Im Streit steht, ob die Klägerin in ihrer Tätigkeit als Projektleiterin in der Zeit vom 01.12.2008 bis 30.11.2012 als Selbständige mit einem Auftraggeber (arbeitnehmerähnliche Selbständige) der Versicherungspflicht in der gesetzlichen Rentenversicherung unterlag.

Die 1963 geborene Klägerin, habilitierte Theologin, ist hauptberuflich als Lehrerin (Pfarrerin im Entsendungsdienst) sozialversicherungspflichtig beschäftigt. Daneben ist sie unentgeltlich als Privatdozentin an der Pädagogischen Hochschule tätig.

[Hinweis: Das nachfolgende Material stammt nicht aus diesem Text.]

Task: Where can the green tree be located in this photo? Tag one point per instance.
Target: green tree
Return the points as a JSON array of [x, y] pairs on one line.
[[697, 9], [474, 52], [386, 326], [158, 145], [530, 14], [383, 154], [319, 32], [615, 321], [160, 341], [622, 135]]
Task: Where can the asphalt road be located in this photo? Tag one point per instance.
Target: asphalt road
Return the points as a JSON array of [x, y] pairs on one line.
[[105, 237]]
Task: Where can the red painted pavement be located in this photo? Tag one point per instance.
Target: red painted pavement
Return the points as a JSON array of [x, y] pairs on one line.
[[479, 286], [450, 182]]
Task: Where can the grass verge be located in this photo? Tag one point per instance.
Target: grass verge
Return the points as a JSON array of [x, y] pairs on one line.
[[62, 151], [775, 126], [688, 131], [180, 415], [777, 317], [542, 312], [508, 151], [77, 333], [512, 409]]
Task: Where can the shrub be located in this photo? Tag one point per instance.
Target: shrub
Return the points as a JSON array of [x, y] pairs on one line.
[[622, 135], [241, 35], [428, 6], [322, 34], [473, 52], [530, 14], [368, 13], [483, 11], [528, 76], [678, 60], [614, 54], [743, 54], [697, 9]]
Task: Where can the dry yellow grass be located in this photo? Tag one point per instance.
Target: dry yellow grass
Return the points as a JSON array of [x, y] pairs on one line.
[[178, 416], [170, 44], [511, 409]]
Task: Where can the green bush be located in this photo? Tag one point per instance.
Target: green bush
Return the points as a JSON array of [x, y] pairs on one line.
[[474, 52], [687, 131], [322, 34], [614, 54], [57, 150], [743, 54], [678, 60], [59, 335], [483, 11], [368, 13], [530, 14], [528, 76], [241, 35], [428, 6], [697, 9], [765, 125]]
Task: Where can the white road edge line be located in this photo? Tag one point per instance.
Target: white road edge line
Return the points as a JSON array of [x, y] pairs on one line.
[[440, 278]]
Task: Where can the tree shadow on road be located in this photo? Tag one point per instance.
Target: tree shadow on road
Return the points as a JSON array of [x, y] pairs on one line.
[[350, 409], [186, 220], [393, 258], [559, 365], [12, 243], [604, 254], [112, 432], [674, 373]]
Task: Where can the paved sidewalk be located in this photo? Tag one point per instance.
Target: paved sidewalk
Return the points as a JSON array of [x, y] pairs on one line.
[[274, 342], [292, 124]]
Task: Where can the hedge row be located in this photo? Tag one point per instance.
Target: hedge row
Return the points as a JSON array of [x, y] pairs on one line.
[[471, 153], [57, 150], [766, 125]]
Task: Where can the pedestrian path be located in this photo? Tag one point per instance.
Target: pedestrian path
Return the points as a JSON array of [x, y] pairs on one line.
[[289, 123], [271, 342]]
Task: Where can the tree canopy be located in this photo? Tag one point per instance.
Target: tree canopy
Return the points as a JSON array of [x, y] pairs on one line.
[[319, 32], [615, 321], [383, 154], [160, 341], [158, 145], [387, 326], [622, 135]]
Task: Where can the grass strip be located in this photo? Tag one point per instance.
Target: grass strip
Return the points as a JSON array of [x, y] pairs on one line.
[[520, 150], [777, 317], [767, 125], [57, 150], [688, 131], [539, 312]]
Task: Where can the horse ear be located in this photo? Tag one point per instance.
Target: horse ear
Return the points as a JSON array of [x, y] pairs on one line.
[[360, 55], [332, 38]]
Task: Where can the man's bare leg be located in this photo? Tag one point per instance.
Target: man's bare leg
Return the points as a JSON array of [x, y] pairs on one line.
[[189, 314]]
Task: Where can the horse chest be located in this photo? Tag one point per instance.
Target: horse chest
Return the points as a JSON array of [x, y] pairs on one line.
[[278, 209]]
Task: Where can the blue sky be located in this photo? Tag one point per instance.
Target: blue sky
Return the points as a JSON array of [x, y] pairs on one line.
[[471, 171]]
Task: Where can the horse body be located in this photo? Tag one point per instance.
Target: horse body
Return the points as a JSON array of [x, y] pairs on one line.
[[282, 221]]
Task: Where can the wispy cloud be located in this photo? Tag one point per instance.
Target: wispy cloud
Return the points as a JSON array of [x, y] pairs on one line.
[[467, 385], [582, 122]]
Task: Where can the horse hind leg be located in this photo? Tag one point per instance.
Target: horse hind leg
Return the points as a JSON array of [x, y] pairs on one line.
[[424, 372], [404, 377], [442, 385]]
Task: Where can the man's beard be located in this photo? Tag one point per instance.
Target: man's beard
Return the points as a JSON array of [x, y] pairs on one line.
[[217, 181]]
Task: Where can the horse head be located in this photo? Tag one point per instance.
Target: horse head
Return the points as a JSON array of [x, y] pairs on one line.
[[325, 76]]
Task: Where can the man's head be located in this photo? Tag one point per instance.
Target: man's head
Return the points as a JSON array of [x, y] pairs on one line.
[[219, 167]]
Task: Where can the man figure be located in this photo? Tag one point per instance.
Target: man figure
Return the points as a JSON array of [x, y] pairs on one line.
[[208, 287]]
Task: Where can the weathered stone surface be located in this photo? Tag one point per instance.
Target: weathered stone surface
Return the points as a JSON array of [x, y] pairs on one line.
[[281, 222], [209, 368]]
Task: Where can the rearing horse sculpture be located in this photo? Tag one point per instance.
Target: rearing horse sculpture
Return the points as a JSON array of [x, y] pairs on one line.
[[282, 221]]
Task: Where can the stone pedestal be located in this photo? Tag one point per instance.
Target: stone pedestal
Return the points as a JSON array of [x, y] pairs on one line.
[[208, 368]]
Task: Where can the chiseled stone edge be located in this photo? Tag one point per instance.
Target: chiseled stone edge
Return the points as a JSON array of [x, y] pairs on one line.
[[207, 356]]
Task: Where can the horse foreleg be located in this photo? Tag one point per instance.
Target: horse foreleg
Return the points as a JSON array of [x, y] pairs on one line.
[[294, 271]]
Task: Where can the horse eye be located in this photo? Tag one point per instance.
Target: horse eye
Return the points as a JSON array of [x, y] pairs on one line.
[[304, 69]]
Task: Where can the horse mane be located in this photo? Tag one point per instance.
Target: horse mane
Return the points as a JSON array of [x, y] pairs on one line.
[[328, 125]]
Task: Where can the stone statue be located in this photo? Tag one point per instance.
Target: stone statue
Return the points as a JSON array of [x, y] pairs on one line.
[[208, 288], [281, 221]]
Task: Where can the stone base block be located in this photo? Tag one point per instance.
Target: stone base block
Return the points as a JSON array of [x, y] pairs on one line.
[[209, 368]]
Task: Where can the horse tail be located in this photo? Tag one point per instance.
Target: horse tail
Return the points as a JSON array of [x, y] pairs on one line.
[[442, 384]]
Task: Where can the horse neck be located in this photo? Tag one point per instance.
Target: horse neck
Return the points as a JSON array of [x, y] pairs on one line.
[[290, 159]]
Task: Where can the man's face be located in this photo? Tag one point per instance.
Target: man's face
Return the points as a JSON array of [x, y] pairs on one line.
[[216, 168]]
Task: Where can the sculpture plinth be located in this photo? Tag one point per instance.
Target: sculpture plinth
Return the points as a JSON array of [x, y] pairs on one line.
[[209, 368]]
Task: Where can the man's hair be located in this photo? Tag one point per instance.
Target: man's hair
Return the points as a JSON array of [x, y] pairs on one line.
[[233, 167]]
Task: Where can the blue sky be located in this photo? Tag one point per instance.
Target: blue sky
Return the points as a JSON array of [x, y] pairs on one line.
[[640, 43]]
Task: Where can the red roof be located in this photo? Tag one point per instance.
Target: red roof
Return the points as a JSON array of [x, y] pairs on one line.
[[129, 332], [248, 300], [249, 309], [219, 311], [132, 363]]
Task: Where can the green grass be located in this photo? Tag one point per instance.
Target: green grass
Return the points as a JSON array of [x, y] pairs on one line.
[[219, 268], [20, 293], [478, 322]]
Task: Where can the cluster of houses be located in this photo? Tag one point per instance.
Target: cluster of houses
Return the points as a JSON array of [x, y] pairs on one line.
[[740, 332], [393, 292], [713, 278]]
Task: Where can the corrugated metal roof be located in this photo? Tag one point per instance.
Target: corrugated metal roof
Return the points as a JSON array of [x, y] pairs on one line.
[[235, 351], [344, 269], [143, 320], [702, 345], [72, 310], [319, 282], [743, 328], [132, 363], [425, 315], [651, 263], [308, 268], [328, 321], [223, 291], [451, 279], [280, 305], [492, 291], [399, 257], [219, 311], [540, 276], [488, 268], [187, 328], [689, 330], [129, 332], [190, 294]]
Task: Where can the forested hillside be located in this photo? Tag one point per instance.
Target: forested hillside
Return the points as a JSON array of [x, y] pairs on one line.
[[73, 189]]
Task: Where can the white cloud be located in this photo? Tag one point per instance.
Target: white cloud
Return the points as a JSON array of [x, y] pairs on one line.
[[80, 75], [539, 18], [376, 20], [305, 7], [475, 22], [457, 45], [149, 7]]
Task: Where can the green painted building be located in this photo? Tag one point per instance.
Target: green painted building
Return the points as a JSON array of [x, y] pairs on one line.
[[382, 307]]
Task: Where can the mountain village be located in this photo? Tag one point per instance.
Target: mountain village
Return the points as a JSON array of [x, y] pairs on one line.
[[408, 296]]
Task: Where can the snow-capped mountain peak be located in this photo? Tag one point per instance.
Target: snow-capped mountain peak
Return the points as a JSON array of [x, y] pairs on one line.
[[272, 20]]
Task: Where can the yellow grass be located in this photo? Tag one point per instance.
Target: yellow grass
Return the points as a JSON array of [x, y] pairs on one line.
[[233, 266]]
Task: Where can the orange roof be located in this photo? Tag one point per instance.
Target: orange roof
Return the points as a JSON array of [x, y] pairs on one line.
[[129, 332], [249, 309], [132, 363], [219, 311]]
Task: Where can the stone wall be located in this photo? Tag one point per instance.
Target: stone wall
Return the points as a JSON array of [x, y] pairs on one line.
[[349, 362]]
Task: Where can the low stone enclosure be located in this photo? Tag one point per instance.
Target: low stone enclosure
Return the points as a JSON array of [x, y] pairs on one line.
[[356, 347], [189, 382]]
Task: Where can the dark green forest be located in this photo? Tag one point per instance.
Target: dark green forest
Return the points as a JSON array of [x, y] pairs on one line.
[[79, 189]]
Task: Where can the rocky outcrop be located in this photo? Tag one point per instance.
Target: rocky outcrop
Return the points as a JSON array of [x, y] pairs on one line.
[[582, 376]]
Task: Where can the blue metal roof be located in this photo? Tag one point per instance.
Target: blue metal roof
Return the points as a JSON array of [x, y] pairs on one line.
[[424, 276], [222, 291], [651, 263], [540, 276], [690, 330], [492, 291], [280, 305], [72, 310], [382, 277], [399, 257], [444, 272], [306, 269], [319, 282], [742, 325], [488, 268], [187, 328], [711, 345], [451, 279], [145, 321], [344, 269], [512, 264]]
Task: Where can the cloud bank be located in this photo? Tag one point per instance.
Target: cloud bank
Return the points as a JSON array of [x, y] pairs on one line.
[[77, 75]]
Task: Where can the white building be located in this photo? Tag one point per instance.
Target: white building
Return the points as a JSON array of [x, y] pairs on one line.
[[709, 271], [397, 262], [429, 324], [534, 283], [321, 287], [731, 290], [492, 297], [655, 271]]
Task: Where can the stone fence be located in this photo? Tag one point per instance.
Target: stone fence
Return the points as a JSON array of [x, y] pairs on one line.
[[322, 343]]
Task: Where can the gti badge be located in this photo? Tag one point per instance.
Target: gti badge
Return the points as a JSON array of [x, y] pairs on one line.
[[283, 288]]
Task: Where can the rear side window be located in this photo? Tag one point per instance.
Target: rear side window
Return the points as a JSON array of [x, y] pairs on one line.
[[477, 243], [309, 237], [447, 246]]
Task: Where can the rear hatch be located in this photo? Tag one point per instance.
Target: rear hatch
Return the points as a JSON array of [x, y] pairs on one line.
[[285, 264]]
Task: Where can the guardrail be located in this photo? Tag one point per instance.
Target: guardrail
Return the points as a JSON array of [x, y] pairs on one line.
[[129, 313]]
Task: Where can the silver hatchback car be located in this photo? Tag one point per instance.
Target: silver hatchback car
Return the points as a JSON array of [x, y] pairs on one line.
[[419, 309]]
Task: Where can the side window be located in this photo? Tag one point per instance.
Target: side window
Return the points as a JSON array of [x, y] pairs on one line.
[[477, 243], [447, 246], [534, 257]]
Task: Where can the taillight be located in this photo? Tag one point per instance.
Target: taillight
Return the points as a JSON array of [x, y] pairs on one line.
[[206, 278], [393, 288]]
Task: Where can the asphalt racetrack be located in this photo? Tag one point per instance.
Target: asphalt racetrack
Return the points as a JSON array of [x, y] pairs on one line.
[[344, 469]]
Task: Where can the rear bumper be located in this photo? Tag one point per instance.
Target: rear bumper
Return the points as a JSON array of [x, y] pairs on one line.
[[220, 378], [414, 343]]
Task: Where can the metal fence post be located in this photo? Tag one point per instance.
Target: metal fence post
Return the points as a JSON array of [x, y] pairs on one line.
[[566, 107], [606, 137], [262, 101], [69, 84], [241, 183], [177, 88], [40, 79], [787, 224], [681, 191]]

In der Zeit vom 01.12.2008 bis 30.11.2012 führte sie für das Evangelische Schulwerk in Württemberg das Projekt „Diakonisch-soziales Lernen im Seminarkurs der gymnasialen Oberstufe“ mit dem Thema „Heil und Heilung im Kontext drakonischer Arbeitsfelder“ durch. Hierzu schloss sie unter dem 25.02.2009 einen Werkvertrag mit der Evangelischen Landeskirche in Württemberg, wonach sie sich u.a. zur Erarbeitung, Durchführung und Auswertung des Projekts verpflichtete. Hierfür erhielt sie eine Gesamtvergütung von 80.000 €, ausgezahlt in vierteljährlichen Raten von 5000 €. Mit bestandskräftigem Bescheid vom 01.09.2009 stellte die Beklagte fest, dass diese Tätigkeit im Rahmen einer selbständigen Tätigkeit ausgeübt werde. Weitere Auftraggeber hatte die Klägerin in ihrer selbständigen Tätigkeit in der Zeit vom 01.12.2008 bis 30.11.2012 nicht. Sie beschäftigte keine Arbeitnehmer.

Mit Bescheid vom 24.08.2010 stellte die Beklagte fest, dass die Klägerin als arbeitnehmerähnlich selbständig Tätige in der gesetzlichen Rentenversicherung ab dem 01.12.2008 versicherungspflichtig sei. Die Voraussetzungen des § 2 S. 1 Nr. 9 Sozialgesetzbuch Sechstes Buch (SGB VI) seien erfüllt.

Auf ihren Antrag befreite die Beklagte die Klägerin mit Bescheid vom 02.09.2010 als Existenzgründerin für die Zeit vom 01.12.2008 bis 01.12.2011 von der Versicherungspflicht in der gesetzlichen Rentenversicherung (§ 6 Abs. la S. 1 Nr. 1 SGB VI).

Gegen den Bescheid vom 24.08.2010 legte die Klägerin am 15.09.2010 anwaltlich vertreten Widerspruch ein, der mit Widerspruchsbescheid vom 03.01.2011 zurückgewiesen wurde. Zur Begründung wurde ausgeführt, die Klägerin sei für nur einen Auftraggeber selbständig tätig und beziehe mindestens 5/6 ihrer gesamten Einkünfte aus selbständiger Tätigkeit allein aus dieser Tätigkeit.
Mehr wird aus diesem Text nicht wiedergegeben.